I believe you need to make sure that all of your madules and forms can
compile without error after you have imported them. If you start working
with and changing code when it can't be compiled it will sometimes screw up
the code database. A corrupted form file can wreck havoc on the whole
project. In 2000 I have had to cut and paste the code by hand to fix just
this kind of problem.

COde module are text so they usually don't need to be cut/pasted but they do
need to compile error free before you start working with them. This will
not happen if you have autocompile set off. Also lack of option explicit
can create problems depending on the code you are using.

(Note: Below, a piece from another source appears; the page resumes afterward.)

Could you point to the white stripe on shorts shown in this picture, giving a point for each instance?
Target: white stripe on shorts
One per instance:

I would also suggest that you have all of the latest service packs
installed. Pre-SP1 had some problems.
 
D

David C. Holley

Yeah, I figured that that the bad form was the problem (and I spent all
of *(*$&5 Monday building it.
 
J

Jim Vierra

I have had success with copy the code to a test file then deleting it from
the form then select all of the forms controls and pasting them in a brand
new form. I was never able to figure out how the form got hosed but I
didn't spend a huge amount of time on it since at that time I moved to XP
and found the problems went away.

Watch out - one thing that will cause this symptom is a circular reference
between forms. On form definition is dependent on a second form and that
reference the first form. The compiler in 2000 can't handle this. In XP it
will tell you there is a circular reference (I think - it's been a couple of
years. In 2003 I haven't checked but I would bet it does.
 
J

Jim Vierra

I always liked Office 2000. It was probably the first version that was
relatively complete from the programming perspective.